Beim Aufräumen der gesammelten frühen Werke meiner Kids habe ich ein Bild gefunden, das bestimmt in die „Alltagskunst der Neunziger“ eingestuft werden kann: Meine Kinder pflegten ihre Kassetten und CD’s zusammen auf dem Teppich liegend zu hören, dabei malten zusammen auf einem Blatt. Dies ist das Ergebnis einer Drei-Fragezeichen-Stunde – gute Verarbeitung des Stress-Abenteuers, oder? Übrigens die Kinder sind jetzt groß und finden ihre Zeichnung nach wie vor gelungen.
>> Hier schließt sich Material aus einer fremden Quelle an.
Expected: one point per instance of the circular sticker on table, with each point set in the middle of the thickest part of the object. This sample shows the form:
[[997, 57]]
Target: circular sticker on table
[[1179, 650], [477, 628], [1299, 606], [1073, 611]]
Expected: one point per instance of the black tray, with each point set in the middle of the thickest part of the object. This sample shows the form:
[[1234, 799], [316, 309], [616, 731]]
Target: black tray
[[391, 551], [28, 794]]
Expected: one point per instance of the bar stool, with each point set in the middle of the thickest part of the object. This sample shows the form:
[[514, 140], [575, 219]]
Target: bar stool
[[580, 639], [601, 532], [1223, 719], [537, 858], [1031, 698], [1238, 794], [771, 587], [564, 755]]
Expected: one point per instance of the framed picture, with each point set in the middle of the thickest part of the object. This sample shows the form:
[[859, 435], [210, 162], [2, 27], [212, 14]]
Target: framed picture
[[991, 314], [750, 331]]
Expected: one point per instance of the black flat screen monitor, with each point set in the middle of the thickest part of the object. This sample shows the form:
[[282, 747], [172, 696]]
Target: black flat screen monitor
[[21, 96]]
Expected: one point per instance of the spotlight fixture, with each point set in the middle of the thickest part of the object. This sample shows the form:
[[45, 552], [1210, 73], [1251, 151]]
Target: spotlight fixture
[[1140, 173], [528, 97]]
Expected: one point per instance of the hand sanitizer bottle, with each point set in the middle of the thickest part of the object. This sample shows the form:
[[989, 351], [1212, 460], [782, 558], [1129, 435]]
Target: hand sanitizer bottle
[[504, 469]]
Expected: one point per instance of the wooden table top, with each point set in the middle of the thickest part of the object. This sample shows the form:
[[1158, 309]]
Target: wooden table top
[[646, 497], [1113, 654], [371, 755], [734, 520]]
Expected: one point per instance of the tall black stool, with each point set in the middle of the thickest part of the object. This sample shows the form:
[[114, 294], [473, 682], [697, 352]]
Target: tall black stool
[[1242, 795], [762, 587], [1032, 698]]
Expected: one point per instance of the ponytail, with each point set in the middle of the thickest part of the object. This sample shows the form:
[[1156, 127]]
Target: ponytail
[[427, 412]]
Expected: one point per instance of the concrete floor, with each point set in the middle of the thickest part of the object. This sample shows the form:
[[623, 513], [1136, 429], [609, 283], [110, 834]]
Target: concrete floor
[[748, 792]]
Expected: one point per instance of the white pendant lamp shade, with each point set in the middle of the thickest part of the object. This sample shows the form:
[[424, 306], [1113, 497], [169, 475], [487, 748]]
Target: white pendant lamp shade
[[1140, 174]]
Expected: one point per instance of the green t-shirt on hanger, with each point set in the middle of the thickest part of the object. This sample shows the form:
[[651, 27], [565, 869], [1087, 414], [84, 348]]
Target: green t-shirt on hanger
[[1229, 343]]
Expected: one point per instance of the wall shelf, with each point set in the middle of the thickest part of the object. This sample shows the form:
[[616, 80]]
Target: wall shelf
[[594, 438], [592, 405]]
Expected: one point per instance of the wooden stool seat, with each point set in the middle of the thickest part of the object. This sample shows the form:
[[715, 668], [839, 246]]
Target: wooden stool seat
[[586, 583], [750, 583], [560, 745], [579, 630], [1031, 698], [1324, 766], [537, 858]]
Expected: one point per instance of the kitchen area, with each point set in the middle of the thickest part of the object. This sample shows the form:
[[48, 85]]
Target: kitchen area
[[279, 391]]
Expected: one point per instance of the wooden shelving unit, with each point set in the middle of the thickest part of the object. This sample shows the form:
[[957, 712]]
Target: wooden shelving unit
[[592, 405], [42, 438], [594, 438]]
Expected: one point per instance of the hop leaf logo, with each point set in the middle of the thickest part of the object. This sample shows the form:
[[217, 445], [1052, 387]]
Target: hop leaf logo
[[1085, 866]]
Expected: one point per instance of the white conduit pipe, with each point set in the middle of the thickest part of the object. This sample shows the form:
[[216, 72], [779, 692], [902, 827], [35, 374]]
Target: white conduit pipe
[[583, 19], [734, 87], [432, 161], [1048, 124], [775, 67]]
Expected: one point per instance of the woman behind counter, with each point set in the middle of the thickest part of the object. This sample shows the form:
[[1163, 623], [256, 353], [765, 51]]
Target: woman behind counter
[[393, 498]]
Die Drei Fragezeichen hören sie immer noch ab und zu.
Hier eine Kritzelei, die bereits 1962 oder 1963 entstanden ist, vermutlich, als ich in der Vorabiturklasse, zweifellos hoch konzentriert, den Ausführungen unseres unvergessenen Sozialkundelehrers „Faust“ am Markgraf-Georg-Friedrich-Gymnasium in Kulmbach folgte. Ich habe das schlichte Cover der Schülerausgabe von bayerischer Verfassung und Grundgesetz veredelt und dabei ersterer offenkundig den repräsentativeren Auftritt verschafft.
Um ein dem vorgefunden Bücherbestand entsprungenen Würfelgedicht spann sich auf einer Berghütte weit über der Zivilisation, im Beisein eines guten Freundes und Vorlesers, ein Geflecht aus Gehörtem, Gesehenem und Gedachten. Ein spielerisch gefülltes Blatt, wie man es gerne öfter hätte, auch dieses Jahr.
Ich habe in meiner Schulkarriere schon früh einen kreativen Weg gefunden, die Geni im lateinischen Imperfekt sowie Cosinus und Sinus wirkungsvoll in den Hintergrund zu rücken: Es sah so aus, als würde ich mich konzentriert über meinen Block beugen, doch statt mitzuschreiben, malte ich Striche. So verflog Stunde um Stunde. Strich um Strich entstand Bild um Bild. Immer fein säuberlich mit Finelinern. Themen-, ziel- und zahllos. Leider litten darunter nicht nur meine Noten, sondern auch meine Lehrer, was mir einen „Mal-Verweis“ in Englisch einbrachte. Erst nach einem Schulwechsel (natürlich auf den Kunstzweig einer Realschule) begann ich wirklich zu lernen, und meine kleinen Kritzeleien entstehen jetzt nur noch in meiner Freizeit. Meistens.
Teil meines Jobs als Wissenschaftler ist es, sich viele Vorträge auf Konferenzen und in Seminaren anzuhören. Manchmal ziehe ich hier und da eine Linie, und wenn der Vortrag nicht fesselnd genug ist, verselbstständigt sich die Sache. Dann entstehen „Botadras“, boring talk drawings. Besonders ergiebig war eine Tagung vor einiger Zeit in der Mitte von Nirgendwo an nasskaltgrauen Wintertagen. Von dort stammt diese Kritzelei.
Wenn ich anfange, eine Einkaufsliste zusammenzustellen, fragt meine sechsjährige Tochter Sunniva oft, ob sie auch darauf malen dürfe. So entstehen Einkaufszettel wie dieser. Schlösser, Prinzessinnen und Prinzen sind ein immer wiederkehrendes Thema. Zusätzlich findet sich auf dieser Zeichnung die Flagge Indiens, weil meine Tochter in der Schule gerade ein Projekt über den Alltag eines indischen Mädchens hatte. Außerdem hat sie auf Norwegisch noch zwei Artikel auf der Liste ergänzt: Fisch und Brokkoli.
Auch ich gehöre zur Gilde der Konferenz- und Telefonkritzler. Lange Telefongespräche ergeben ausführliche Bildchen, kurze halt magere. Manche dieser überwiegend unbewusst entstandenen Produkte koloriere ich auch und versehe sie nachträglich mit einem Zweizeiler. Devise: „Wer kritzelt, baut an kleinen Waben, die manchmal Hand und Augen haben.“
Diese Kritzelei ist während einiger unerträglich langweiliger Schulstunden entstanden. Zwischendurch hat einer meiner Mitschüler den schwarzen Kugelschreiber kaputt gemacht, dann ging es mit Blau weiter. Eigentlich sollte ich ihm danken, denn nur in Schwarz wäre das hier nur halb so interessant ausgefallen.
Während der vielen Sitzungen von kirchlichen Ausschüssen und Gremien, die ich als Pfarrer bestreite, fängt mein Bleistift fast immer an, sich wie von Geisterhand zu bewegen. So kann ich gedanklich am besten bei der Sache bleiben. Diese Kritzelei ist das Ergebnis der intensiven Vorbereitung einer Konfirmandenfreizeit.